TEPCO closed down 7.40 percent at 200 after hitting a new intraday low of 194 yen.
The shares have lost more than 90 percent of their value since the day before the earthquake and tsunami, which crippled cooling systems at the Fukushima Daiichi nuclear plant, triggering reactor meltdowns.
Oil was lower ahead of an OPEC ministerial meeting due to take place later in Vienna, analysts said.
New York’s main contract, light sweet crude for July delivery, dipped 54 cents to $98.55 a barrel and Brent North Sea crude for July lost 70 cents to $116.08 in the afternoon.

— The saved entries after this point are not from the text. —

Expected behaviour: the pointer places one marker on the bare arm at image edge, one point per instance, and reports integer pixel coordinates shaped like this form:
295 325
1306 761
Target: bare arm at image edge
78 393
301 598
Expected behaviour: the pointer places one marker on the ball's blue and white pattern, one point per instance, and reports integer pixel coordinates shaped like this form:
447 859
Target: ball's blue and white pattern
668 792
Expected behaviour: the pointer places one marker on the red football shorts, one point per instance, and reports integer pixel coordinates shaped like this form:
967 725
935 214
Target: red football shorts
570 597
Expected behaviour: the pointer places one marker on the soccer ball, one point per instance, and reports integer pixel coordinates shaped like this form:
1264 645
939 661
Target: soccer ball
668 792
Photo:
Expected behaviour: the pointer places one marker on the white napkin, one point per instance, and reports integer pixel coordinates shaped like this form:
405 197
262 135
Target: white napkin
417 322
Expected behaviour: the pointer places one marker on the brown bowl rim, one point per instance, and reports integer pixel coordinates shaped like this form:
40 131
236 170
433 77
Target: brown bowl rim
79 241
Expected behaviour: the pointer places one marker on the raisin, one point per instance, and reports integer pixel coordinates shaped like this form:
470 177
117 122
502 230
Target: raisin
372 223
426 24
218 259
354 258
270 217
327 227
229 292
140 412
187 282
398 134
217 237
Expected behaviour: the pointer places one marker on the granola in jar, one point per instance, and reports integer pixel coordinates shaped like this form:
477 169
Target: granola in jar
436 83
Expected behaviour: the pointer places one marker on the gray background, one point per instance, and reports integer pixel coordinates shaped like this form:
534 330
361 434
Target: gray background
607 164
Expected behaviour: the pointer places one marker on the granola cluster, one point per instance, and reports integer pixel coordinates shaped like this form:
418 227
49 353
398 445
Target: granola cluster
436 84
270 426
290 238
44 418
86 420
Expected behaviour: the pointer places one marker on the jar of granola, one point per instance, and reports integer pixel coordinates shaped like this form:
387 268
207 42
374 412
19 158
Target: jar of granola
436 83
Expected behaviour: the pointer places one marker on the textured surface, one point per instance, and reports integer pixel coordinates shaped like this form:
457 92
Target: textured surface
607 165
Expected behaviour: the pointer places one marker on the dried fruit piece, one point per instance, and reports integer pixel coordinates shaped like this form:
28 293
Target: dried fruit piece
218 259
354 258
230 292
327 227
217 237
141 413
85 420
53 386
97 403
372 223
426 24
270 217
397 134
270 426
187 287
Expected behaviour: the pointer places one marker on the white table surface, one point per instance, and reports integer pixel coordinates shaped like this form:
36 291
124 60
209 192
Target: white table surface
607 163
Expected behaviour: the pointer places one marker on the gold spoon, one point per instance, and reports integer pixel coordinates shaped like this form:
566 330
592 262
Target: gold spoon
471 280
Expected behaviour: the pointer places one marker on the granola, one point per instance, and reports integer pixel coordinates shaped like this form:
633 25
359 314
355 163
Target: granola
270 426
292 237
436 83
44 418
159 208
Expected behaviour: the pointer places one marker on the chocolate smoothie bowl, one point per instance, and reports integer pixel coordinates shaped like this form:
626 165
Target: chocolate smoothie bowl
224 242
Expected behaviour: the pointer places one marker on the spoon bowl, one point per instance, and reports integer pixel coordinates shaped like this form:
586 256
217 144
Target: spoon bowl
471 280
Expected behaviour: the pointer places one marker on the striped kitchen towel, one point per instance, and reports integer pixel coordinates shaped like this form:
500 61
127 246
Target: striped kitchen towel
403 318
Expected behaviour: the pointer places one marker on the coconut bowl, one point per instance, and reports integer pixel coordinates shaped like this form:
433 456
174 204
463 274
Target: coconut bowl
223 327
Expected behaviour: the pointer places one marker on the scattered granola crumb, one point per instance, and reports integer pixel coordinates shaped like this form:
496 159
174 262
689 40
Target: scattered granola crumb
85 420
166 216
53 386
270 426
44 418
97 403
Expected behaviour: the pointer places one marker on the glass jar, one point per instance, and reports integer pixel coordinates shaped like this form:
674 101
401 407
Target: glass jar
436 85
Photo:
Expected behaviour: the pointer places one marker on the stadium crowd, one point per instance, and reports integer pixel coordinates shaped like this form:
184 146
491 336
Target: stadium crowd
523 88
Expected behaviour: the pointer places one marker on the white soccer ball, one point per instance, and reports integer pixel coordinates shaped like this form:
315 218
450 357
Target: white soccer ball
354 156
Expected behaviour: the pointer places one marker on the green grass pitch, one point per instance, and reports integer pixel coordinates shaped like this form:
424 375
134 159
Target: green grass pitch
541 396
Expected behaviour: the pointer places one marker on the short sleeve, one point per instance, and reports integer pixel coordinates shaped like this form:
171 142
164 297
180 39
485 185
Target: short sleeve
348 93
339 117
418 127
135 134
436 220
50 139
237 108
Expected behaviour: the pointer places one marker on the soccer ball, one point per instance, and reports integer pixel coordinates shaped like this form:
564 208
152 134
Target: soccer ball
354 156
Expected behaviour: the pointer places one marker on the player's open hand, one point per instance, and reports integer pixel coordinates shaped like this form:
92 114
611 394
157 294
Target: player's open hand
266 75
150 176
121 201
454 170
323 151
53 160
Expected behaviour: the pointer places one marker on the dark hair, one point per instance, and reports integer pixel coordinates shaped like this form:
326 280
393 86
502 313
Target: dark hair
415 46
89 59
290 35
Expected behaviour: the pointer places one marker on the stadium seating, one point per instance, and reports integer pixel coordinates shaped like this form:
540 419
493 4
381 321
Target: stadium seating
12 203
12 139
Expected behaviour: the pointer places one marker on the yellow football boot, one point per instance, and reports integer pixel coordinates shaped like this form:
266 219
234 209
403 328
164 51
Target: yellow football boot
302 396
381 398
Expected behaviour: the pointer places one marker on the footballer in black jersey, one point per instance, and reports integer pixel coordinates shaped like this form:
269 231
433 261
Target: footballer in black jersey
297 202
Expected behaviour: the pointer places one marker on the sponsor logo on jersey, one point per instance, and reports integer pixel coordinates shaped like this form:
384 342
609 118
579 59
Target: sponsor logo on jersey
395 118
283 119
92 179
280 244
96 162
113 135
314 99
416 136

The 12-nation Organization of the Petroleum Exporting Countries (OPEC) is expected to discuss whether the oil cartel should raise production quotas to aid the struggling global economic recovery and compensate for hobbled Libyan output.
Gold finished at $1,537-$1,538 an ounce in Hong Kong, down from Tuesday’s close of $1,545-$1,546.50.
In other markets:
— Mumbai’s Sensex index fell 0.55 percent, or 101.33 points, to 18,394.29, ending two straight days of gains.
Car maker Maruti Suzuki India fell 1.18 percent or 14.65 rupeees to 1,226.05 while Mobile phone firm Reliance Communications rose 2.45 percent or 2.25 rupees to 94.25.
— Taipei dropped 0.55 percent, or 49.57 points, to 9,007.53.
HTC shed 2.72 percent to Tw$1,250.5 while Hon Hai rose 0.5 percent to Tw$100.5.
— Bangkok slid 1.95 percent, or 20.17 points, to 1,014.58.
Banpu lost 8 baht to 720, while PTT fell 9 baht to 330.
— Manila gained 0.45 percent, or 18.99 points, to 4,255.44.
Alliance Global rose 2.22 percent to 10.12 pesos and SM Investments added 0.18 percent to 566 pesos. San Miguel shed 0.52 percent to 115.50 pesos.
— Wellington ended 0.56 percent, or 19.78 points, higher at 3,525.39.
Contact Energy rose 3.6 percent to NZ$6.02, Telecom added 2.4 percent to NZ$2.36 but Fletcher Building slid 0.9 to to NZ$8.75.
— Kuala Lumpur ended flat at 1,551.79.
Petronas Chemicals slid 1.8 percent to 6.96 ringgit while budget carrier AirAsia climbed 6.2 percent to 3.24.
— Jakarta fell 17.13 points or 0.45 percent to 3,825.82.
— Singapore’s Straits Times Index closed up 12.97 points, or 0.42 percent, at 3,102.98.
DBS Bank lost 0.54 percent to Sg$14.72 and SingTel was down 0.32 percent at Sg$3.12.